Leggiadra Luna, la mia rimembranza,
finiti gli ultimi mesi, va alla cima di quest’altura
e a me che in massima angustia venia a rimirarti:
e tu che pendevi su quella selva,
in quegli istanti e al presente sempre tutta la rischiari.
Vibrante e velata per le lacrime pungenti ai cigli,
alle mie pupille la tua plenitudine apparia, ché travagliata
era la vita mia: ed è, né cangia stile, mia diletta Luna.
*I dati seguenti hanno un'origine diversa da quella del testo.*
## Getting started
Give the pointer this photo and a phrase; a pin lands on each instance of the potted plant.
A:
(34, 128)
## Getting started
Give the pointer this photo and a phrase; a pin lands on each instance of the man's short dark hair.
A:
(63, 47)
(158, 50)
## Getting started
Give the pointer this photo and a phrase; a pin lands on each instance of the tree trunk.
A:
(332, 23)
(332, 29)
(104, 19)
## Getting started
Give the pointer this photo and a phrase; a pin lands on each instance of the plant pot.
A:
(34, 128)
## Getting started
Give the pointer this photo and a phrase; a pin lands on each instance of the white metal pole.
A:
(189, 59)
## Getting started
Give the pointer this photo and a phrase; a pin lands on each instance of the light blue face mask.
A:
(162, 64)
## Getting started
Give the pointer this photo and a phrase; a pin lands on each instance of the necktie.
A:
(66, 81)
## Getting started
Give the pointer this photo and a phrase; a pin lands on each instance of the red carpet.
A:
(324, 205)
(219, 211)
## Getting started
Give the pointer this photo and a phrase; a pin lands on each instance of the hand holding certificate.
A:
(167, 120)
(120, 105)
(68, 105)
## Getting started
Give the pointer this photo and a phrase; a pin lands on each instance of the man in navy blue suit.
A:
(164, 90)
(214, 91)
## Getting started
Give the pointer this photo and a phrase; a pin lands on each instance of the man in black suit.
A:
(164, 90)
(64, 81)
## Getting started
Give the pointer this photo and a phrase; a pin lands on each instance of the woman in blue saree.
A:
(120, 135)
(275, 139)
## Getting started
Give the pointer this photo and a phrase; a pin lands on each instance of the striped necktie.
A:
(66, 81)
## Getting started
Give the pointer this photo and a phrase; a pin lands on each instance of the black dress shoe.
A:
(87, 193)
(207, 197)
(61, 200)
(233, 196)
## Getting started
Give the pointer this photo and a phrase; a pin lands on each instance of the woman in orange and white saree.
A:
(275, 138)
E pur mi allieta
il rimembrare, rivivere eternamente la pena e il dispiacere.
Che gratitudine avere nell’età verde
tanta speme d’innanzi ed esiguità di eventi passati,
che, se pur tristi, regalan all’anima perpetua infelicità.
Testo originale: Alla luna di Giacomo Leopardi
O graziosa Luna, io mi rammento
che, or volge l’anno, sovra questo colle
io venia pien d’angoscia a rimirarti:
e tu pendevi allor su quella selva,
siccome or fai, che tutta la rischiari.
Ma nebuloso e tremulo dal pianto,
che mi sorgea sul ciglio, alle mie luci
il tuo volto apparia, ché travagliosa
era mia vita: ed è, né cangia stile,
o mia diletta Luna. E pur mi giova
la ricordanza, e il noverar l’etate
del mio dolore. Oh come grato occorre
nel tempo giovanil, quando ancor lungo
la speme e breve ha la memoria il corso,
il rimembrar delle passate cose,
ancor che triste, e che l’affanno duri!